Es ist immer wieder erstaunlich, wie schnell die Jahre vergehen. Erlebnisse, gerade noch frisch, beginnen zu verblassen, gleichen immer mehr den verwaschenen Gebetsfahnen, die vor sieben Jahren über uns im Jinsha Tal geflattert haben. Überzeugt waren wir, dass diese durchscheinenden Gewebe vom Wind verschont bleiben, dass sie allen Wettern standhalten würden. So wie unsere Erinnerungen. Doch die Gebetsfahnen gibt es nicht mehr. Die Chinesen haben sie ersetzt durch neue, knallige Stoffschnüre. Die Strasse wurde ausgebaut und asphaltiert. Nichts hält im Regen der Zeit. Nichts bleibt, wie es ist.

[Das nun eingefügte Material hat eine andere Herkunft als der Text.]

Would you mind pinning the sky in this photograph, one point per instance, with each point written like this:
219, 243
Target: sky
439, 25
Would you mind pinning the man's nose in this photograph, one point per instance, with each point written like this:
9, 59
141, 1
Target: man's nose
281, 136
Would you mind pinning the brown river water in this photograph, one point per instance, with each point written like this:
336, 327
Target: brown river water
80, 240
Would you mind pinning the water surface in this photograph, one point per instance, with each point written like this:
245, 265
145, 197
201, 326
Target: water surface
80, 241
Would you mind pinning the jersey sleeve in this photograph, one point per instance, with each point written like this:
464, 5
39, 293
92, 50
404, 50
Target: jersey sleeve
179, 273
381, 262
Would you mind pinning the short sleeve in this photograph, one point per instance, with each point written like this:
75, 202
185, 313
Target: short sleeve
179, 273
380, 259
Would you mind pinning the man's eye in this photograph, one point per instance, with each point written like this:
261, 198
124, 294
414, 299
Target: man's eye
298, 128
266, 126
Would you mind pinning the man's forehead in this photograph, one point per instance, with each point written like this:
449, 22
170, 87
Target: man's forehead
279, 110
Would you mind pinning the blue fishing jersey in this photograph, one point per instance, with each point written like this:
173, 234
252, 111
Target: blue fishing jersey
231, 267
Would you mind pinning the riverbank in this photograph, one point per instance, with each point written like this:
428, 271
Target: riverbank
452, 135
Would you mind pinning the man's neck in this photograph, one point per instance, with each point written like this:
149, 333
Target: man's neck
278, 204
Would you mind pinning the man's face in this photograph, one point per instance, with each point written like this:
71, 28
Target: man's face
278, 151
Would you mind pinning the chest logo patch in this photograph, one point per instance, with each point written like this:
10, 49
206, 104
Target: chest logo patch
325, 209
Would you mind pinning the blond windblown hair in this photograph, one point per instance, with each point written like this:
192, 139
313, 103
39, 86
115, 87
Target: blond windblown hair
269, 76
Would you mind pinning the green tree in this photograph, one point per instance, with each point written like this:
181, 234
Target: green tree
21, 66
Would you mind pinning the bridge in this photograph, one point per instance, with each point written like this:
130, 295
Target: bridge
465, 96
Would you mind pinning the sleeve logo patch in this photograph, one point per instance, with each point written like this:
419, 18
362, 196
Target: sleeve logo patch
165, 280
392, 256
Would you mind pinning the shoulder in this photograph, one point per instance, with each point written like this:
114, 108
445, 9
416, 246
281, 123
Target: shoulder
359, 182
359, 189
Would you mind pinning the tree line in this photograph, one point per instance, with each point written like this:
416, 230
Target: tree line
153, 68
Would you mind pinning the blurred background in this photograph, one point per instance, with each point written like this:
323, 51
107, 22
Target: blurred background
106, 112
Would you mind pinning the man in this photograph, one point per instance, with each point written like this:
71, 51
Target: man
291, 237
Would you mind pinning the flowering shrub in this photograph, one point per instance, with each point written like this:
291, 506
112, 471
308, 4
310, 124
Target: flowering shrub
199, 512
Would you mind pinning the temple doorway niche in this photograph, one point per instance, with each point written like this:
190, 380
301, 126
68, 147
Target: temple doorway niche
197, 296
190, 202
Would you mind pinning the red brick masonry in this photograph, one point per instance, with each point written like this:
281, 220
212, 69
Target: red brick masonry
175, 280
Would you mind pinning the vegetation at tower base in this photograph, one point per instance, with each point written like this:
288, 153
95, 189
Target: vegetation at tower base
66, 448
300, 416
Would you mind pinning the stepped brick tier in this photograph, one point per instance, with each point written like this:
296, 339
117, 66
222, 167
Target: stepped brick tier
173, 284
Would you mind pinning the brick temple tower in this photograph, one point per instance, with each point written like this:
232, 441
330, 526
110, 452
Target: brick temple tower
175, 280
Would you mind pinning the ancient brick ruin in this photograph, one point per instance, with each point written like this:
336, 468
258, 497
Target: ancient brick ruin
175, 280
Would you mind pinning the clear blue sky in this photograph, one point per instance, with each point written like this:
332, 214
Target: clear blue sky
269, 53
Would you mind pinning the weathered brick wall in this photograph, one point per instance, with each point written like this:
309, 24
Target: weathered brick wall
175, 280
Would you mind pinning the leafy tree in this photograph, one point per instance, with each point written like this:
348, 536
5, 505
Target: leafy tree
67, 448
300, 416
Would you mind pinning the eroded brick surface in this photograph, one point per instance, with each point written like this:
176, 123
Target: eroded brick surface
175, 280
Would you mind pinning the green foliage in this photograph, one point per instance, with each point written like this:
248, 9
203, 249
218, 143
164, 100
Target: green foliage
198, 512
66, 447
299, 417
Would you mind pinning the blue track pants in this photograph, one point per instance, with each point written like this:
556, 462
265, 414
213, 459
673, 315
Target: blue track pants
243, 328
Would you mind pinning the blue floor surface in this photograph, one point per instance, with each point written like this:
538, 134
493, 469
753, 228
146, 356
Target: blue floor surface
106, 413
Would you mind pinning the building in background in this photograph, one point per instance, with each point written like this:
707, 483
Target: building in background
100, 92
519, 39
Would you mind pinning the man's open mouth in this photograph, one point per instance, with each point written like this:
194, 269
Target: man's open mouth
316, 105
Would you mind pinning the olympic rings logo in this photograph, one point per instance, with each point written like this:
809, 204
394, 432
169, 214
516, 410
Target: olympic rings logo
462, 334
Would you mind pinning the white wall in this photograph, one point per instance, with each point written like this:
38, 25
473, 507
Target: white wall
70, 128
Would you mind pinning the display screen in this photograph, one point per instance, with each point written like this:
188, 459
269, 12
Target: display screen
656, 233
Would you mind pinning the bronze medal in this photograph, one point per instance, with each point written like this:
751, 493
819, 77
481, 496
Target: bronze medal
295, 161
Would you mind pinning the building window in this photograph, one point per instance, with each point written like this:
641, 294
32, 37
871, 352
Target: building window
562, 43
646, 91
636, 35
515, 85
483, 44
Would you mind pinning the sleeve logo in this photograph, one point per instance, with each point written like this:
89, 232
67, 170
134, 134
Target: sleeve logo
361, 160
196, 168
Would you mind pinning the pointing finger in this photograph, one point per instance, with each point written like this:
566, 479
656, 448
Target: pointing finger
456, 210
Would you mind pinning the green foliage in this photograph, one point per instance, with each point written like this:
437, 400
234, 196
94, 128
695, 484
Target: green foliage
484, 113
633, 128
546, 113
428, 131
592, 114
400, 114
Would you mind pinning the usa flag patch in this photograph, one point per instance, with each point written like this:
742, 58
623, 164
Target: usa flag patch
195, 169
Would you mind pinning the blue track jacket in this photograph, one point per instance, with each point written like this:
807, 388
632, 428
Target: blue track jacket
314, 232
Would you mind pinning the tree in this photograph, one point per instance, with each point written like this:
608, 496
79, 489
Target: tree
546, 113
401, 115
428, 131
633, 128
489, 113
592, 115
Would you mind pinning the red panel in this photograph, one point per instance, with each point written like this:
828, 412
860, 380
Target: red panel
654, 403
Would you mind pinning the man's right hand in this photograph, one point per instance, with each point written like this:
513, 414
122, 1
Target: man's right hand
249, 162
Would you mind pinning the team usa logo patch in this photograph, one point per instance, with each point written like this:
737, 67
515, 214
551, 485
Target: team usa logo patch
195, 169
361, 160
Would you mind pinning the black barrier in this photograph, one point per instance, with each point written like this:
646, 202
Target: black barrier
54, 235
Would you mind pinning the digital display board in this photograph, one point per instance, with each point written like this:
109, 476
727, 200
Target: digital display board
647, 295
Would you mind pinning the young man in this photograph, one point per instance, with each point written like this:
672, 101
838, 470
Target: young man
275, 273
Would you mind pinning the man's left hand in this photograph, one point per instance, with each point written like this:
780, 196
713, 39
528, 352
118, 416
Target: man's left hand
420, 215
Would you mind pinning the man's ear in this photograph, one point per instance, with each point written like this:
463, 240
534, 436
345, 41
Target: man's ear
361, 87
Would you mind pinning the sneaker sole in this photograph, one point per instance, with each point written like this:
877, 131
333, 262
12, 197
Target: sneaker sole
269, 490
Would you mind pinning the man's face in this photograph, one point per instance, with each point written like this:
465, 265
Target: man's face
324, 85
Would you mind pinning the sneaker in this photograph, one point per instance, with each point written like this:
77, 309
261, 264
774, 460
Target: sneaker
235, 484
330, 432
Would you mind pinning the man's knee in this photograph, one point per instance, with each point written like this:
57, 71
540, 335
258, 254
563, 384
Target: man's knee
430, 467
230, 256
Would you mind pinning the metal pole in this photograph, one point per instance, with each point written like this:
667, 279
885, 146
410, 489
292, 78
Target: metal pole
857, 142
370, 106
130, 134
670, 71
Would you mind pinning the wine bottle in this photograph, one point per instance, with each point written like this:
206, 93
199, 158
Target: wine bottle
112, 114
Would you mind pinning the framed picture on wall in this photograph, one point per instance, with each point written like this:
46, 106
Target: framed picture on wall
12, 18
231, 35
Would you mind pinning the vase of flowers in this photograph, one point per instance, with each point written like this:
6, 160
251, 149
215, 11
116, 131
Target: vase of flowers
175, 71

Nichts?

Ein druckfrisches Visa klebt in unserem Pass: China - zum vierten Mal. Mehr als sechs Monate haben wir im Lauf der letzten sieben Jahre bereits im Reich der Mitte verbracht. Und fast jedes Mal sind wir am Ende unseres Aufenthalts völlig genervt ausgereist und haben uns geschworen; "Das wars jetzt, nie wieder, wir sind fertig mit China." Ja, das Reisen in China ohne Sprachkenntnisse ist fordernd. Und doch halten wir jetzt erneut ein Visa in den Händen und die Vorfreude ist riesig.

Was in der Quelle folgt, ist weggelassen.